When Moshe sent the spies into the Land of Israel, he did not anticipate two wildly disparate reports regarding what they would find. An argument breaks out between the spies upon their return: only two of them, Kalev and Yehoshua (Joshua), say that Israel should enter the land. The other spies insist that it is a hopeless effort.
The spies concede that the Promised Land is a “land flowing with milk and honey,” [13:27] and bring back huge fruits to demonstrate the bounty they found there. But, they say, it is all worthless, because the occupants are strong giants. Although Kalev says that Israel can surely succeed, the others push back and insist it cannot be done. They repeat that the population are giants, so much so that they saw the Israelites as if they were locusts. For this reason, the spies insist that it would be better for Israel to turn around and return to Egypt.

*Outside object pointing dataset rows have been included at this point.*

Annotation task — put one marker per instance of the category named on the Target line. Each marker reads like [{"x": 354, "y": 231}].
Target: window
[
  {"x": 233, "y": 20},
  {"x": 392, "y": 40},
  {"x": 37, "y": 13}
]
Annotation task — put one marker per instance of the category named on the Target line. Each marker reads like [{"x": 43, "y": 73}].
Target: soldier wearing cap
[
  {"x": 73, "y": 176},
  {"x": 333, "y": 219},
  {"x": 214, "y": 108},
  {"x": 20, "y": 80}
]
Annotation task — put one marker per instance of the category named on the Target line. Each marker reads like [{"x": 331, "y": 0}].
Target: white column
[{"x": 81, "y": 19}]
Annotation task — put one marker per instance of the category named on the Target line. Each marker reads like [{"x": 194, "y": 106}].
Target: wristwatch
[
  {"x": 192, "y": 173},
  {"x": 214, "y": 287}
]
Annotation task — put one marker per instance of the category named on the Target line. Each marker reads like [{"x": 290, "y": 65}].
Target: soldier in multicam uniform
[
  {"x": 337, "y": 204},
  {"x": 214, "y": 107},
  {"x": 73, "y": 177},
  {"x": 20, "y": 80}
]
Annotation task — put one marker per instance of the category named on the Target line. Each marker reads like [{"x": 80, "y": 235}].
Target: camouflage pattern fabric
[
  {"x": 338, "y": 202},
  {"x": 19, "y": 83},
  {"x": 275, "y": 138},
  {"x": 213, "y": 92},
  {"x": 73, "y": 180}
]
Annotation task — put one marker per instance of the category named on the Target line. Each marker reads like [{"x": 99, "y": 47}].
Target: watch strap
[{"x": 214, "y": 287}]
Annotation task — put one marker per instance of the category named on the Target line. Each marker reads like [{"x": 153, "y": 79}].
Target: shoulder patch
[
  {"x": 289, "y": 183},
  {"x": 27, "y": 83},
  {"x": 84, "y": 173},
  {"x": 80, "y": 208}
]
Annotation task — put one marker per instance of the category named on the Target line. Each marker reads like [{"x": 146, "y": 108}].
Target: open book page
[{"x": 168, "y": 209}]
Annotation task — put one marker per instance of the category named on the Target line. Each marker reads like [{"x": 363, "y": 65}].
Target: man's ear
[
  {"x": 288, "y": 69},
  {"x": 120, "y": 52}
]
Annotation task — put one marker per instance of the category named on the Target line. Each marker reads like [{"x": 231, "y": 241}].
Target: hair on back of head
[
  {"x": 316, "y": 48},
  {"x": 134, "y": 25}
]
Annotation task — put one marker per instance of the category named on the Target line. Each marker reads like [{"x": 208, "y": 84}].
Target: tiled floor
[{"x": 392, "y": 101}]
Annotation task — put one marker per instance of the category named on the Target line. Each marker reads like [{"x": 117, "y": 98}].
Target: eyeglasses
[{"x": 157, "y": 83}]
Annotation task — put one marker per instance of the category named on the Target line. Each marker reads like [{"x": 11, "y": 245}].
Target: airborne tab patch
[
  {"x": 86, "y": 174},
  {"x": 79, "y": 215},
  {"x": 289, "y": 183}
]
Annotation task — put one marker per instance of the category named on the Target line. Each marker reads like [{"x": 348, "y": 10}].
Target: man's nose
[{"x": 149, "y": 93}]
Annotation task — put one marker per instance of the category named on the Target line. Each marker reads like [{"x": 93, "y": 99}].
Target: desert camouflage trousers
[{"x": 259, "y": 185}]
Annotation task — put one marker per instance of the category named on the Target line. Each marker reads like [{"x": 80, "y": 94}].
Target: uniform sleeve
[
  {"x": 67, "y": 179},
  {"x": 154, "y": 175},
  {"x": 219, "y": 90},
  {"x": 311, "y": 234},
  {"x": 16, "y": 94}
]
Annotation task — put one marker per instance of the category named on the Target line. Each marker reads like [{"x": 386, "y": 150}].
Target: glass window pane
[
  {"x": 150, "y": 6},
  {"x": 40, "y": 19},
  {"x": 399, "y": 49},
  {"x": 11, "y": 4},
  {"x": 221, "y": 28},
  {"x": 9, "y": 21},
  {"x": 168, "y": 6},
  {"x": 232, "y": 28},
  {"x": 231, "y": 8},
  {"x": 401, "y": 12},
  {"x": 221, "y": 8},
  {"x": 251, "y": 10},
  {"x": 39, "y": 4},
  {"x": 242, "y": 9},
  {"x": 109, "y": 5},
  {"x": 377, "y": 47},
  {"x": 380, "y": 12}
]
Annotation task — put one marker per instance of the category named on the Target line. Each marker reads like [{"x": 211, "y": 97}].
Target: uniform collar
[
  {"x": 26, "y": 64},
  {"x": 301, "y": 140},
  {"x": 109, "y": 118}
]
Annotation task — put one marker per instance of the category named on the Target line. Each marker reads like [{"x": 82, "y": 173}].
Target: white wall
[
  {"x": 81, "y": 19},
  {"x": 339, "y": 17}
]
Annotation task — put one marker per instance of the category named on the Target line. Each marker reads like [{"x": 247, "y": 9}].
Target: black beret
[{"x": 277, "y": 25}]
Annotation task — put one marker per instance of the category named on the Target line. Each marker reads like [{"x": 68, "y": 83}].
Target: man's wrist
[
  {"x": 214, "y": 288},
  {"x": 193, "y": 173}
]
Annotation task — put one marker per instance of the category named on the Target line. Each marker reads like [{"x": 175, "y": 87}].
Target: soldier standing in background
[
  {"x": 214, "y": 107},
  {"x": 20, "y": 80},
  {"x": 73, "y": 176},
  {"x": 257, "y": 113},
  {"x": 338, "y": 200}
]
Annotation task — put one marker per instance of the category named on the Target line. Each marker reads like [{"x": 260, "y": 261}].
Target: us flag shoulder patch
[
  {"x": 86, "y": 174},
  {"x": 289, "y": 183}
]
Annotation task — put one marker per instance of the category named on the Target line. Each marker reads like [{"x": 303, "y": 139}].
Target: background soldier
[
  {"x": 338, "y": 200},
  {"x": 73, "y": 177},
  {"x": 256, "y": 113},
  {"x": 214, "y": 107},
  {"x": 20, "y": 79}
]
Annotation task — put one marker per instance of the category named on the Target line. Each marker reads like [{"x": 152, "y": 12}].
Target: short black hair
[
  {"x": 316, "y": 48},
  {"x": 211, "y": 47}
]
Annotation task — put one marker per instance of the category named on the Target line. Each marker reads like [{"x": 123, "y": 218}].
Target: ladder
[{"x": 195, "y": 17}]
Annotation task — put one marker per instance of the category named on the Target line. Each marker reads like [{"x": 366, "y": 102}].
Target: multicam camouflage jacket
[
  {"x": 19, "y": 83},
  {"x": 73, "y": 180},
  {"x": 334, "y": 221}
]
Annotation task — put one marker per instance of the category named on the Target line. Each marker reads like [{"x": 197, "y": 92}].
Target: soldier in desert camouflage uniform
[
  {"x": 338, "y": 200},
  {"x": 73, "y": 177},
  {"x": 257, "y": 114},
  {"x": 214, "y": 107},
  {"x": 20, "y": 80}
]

At that point, Yehoshua and Kalev stand up and say, “the land through which we passed, to spy it out, is a very very good land!” [14:7] And then they go on to say that if Hashem desires to bring them to that land flowing with milk and honey, then none should rebel against Him, nor should they fear.
What was the point of starting off by telling the people that it is a “very very good land?” The other spies agreed that this was the case! They were the ones who first called it a land flowing with milk and honey, and came back carrying huge fruits. In an argument you focus upon the areas of disagreement, so why should Kalev and Yehoshua underscore how good a land it is?
The truth is that the rest of the spies had digressed from their mission in the first place. At the outset, Hashem told Moshe that he may send spies into the “Land of Canaan that I am giving to the Children of Israel.” [13:2] The spies were supposed to see the land, and decide tactically how to enter. Questioning whether it was possible wasn’t part of the mission statement, because G-d said this is the land “I am giving.” There is no question of whether it was possible. Given that they had digressed, Kalev and Yehoshua realized that they needed to first get the nation to focus back upon the value of their goal, and then tell them to rely upon Hashem’s promise.
They understood that having a “good eye” isn’t merely about how you judge what you see, but what you choose to focus upon. They knew that if the people paid attention to what giants the occupants were, they would be afraid to enter their land. But if Kalev and Yehoshua could convince the nation to pay attention instead to how wonderful a land it was, then the people would be receptive to the message of G-d’s promise that they would inherit it.
We are told to judge every person favorably, to see every person with a good eye. Sometimes, this is best accomplished not by trying to see a particular act in the best positive light, but by looking at the totality of the person. The same individual who got angry and acted out in a particular situation might also be the same person who is incredibly generous with both time and money when someone needs his help. A community cannot be judged by the behavior of a few bad actors, not because we can justify how those individuals behaved, but because those individuals do not represent the community.
Part of the harmful effect of Lashon Hora, gossip about others, is that it inevitably focuses our attention upon a single bad action, rather than the totality of the individual. Our obligation is to look at the bigger picture, seeing that the person cannot be judged by a single misdeed, even if true. When we look at others this way, we inevitably find that we live in a much better world!